A mãe do Alexandre disse que ele usa drogas. Você já falou com ele sobre isso?
Ele me garantiu que não consome nada. Ninguém vai me enganar, meu irmão usou drogas por 15 anos. O Alexandre não conseguiria me enrolar. Acho que a mãe dele estava desesperada porque o garoto acordou para a situação. Ela não trabalha e sempre viveu da pensão do menino. Agora ele quer ter liberdade, quer viver a vida e seguir o seu caminho. Eu respeito, admiro e apoio.
Como você reagiu quando o Alexandre assumiu que era homossexual nas páginas de uma revista gay?
Para mim, ele não assumiu. Mas vejo traços. Pode ser coisa de pai enganado, mas tanto eu quanto a terapeuta não temos certeza disso. Talvez seja uma fuga, uma consequência da convivência apenas com a mãe, que é muito afetada. Não vejo problema com a opção sexual dele, só falo que ele tem de ser íntegro, honesto e trabalhador. Até porque a opção sexual é algo íntimo demais. Só acho que tem que ser algo discreto. O garoto vai fazer 17 anos, ainda é uma criança.
Voltando ao futebol, o Neymar é mesmo o cara?

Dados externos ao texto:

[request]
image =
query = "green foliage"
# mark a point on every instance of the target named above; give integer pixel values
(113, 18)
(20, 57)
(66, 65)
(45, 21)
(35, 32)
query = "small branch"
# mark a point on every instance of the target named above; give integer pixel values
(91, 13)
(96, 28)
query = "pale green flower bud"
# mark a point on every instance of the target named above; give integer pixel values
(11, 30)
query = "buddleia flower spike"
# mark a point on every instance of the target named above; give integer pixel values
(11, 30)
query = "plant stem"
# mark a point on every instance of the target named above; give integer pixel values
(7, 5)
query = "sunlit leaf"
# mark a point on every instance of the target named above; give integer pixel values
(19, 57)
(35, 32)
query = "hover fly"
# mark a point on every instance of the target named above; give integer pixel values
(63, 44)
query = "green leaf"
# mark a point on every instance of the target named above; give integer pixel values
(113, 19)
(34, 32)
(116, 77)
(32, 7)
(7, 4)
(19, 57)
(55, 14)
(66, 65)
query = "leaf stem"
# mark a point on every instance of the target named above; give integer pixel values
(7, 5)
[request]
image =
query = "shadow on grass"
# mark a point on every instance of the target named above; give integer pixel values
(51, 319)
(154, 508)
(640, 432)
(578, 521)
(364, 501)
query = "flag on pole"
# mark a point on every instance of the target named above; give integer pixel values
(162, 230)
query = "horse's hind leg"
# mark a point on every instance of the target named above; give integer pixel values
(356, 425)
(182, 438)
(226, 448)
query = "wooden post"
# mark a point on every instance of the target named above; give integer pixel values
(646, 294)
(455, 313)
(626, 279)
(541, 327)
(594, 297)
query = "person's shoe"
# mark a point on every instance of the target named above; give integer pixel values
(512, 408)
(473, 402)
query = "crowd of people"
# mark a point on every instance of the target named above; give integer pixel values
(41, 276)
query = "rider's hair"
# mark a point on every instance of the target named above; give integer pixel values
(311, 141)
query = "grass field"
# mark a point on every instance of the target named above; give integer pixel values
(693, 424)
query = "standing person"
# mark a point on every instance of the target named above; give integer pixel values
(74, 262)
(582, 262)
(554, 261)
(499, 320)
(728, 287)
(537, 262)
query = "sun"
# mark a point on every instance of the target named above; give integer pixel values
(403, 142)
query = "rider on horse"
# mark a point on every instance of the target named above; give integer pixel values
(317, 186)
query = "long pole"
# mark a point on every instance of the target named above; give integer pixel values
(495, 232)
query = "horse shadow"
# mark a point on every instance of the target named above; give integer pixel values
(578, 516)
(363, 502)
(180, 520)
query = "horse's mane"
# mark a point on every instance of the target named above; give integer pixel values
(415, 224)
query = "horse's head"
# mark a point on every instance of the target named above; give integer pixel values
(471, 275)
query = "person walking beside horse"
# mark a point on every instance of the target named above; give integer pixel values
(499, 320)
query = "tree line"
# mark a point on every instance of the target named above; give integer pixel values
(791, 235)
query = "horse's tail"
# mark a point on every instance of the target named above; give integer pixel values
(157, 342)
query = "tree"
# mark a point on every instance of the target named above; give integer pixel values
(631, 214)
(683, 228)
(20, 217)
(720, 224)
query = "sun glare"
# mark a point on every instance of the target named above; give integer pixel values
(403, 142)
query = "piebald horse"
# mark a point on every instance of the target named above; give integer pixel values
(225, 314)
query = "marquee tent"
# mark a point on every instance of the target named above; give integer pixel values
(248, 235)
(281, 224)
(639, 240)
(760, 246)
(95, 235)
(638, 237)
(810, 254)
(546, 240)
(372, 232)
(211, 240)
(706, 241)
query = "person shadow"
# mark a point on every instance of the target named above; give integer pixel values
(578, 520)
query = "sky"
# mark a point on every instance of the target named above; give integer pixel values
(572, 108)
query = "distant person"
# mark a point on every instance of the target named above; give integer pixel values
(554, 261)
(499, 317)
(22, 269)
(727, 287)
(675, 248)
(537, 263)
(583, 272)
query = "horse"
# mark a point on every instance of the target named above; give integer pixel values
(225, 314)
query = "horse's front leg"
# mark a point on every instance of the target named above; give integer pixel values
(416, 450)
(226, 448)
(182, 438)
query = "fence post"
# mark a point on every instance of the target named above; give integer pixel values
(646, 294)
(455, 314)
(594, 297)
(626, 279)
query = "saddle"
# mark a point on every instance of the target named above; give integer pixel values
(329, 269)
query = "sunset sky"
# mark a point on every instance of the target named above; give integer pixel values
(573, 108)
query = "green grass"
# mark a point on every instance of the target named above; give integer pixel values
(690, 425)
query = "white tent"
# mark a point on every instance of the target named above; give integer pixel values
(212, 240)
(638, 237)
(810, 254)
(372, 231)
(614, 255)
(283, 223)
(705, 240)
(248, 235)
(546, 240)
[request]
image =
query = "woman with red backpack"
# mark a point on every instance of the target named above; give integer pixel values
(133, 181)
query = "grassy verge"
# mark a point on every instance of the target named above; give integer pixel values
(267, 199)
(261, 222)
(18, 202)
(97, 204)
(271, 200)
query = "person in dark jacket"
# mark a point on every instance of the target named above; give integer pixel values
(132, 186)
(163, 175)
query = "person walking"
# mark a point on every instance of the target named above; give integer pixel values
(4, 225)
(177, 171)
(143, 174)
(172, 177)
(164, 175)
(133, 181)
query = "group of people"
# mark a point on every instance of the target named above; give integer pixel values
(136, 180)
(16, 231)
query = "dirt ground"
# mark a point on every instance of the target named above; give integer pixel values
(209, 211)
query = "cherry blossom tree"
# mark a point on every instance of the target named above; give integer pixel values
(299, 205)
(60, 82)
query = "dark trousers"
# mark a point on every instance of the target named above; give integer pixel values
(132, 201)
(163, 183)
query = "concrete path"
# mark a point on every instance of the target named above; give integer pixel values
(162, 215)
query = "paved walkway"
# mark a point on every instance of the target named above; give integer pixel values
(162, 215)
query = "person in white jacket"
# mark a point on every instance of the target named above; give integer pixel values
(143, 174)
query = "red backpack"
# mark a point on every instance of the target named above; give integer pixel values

É muito cedo para jogar toda a responsabilidade em cima dele. Dentro de um time forte, de um bom elenco, ele é o cara que vai se destacar e se sobressair. Esse é o maior desafio da Seleção. Meu único medo é que o Neymar perca o foco.
E o técnico Mano Menezes, dura até a Copa de 2014?
Tenho dúvidas. Não dá para esperar mais, temos que ganhar essa Copa. Gosto do estilo do Mano, ele tem um modo de agir parecido com o meu – não se abate nas derrotas nem se empolga muito quando está por cima. Só que a pressão é muito grande. É aquela coisa: os dois cargos mais importantes do Brasil são o de presidente da República e o de técnico da Seleção.
Vamos passar vergonha com a Copa feita no Brasil?
Não, vamos nos orgulhar muito. Estive em duas Copas, na França, em 1998, e na África do Sul, no ano passado. Sei que o Brasil está preparado, mesmo com os estádios ainda em obras. Só acho uma coisa: nada contra o Corinthians ou o Andrés (Sanchez, presidente do clube), mas acho que o Morumbi deveria ter sido reformado para receber a abertura da Copa em São Paulo. Tínhamos de contar com o charme daquele estádio. A briga política foi muito feia.